23. Mai 2017
Kurt war heute Nacht extra draußen um zu sehen, ob "sein" Bär wieder da ist und auch heute Morgen gingen suchende Blicke umher. Der hatte sich wohl aber doch zu sehr erschreckt und tauchte nicht wieder auf. Dafür hoppelten gigantische Hasen über den Platz...
Wir verließen den Moon Lake und fuhren wieder auf dem Alaska Highway bis zur Abzweigung zum Tailor Highway. Dort fuhr uns der Schreck in die Glieder, denn auf einem Schild stand: Custom Closed.
So ein Mist! Unsere ganze Planung über Chicken und den Top of the World-Highway nach Dawson zurück nach Kanada zu fahren, schien sich zu zerschlagen. Das würde bedeuten, die schon bekannte Route zurück zu fahren und einen schönen Teil der Route abschreiben zu können. Allerdings steht überall, dass die kleine Grenzstation immer Mitte Mai öffnet und die Straßen sind schneefrei, es gibt also eigentlich keinen Grund, warum der Übergang noch geschlossen sein sollte. Wir entschlossen uns, die 66 Meilen bis Chicken auf jeden Fall zu fahren und uns dort genauer nach dem Stand der Dinge zu erkundigen.
Bei Meile 20 erspähten wir einen Wolf auf dem Tailor Highway. Leider war er zu schnell im Dickicht verschwunden und wir konnten ihn nicht mit der Kamera einfangen.
Chicken ist eine typische Goldgräbersiedlung, die aus drei Abstellplätzen für Camper mit jeweils Café besteht, einer Tankstelle und in Downtown (!) Chicken drei Häusern aus der Goldrauschzeit mit kleinem Shop, Café und Saloon. Außerdem drei Dredges (riesige Eimerketten-Schwimmbagger zum Goldwaschen) und überall Figuren und Bilder von Hühnern (Chicken).
Wir haben uns einen der Campgrounds mit Duschen für heute ausgesucht und, da es leider zu Beginn der Saison noch keine Besichtigungsmöglichkeit der Dredges gibt, eine Pfanne zum Goldwaschen ausgeliehen. Kurt wollte unbedingt die Urlaubskasse aufbessern und so haben wir den Dreck gewaschen und geschüttelt und vermeintliche Goldstückchen gesammelt.
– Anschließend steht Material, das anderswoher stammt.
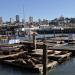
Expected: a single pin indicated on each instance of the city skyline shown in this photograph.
(44, 9)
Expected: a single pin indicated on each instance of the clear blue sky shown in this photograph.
(48, 9)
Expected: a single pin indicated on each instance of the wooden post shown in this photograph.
(45, 59)
(34, 41)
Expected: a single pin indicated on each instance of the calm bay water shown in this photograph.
(67, 68)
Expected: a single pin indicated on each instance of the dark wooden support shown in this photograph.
(34, 41)
(45, 59)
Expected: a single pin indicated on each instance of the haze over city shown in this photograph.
(47, 9)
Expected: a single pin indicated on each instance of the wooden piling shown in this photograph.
(34, 41)
(45, 59)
Der Campgroundbesitzer hat uns dann eine kurze Einführung in die Technik gegeben und bei ihm blieben zum Schluss tatsächlich ein paar Goldflitter übrig. Er wollte dann unser Sammelgläschen, in das wir eifrig schon die kleinen, wie wir dachten Goldklümpchen gefüllt hatten. Wie peinlich !!!
Wir haben es dann noch einige Male mit seiner Technik versucht, aber am Ende war die Pfanne immer leer. Ein mühsames Geschäft. Die goldenen Zeiten sind für diese Gegend hier in jeder Hinsicht vorbei aber es gibt einige, die unermüdlich weiter suchen nach den großen Goldnuggets.
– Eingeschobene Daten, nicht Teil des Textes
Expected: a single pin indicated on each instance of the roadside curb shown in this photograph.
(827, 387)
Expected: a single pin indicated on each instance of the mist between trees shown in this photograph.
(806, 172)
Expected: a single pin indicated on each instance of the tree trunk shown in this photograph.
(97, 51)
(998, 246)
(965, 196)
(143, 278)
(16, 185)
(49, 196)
Die gute Nachricht ist, dass die Grenzstation seit Sonntag geöffnet hat und nur vergessen wurde das Schild an der Kreuzung zum Tailor Highway abzuhängen. Gut, dass wir uns nicht haben abschrecken lassen. So geht es morgen also auf den Top of the World-Highway. Wir lassen Alaska hinter uns und kehren zurück in den Yukon nach Kanada.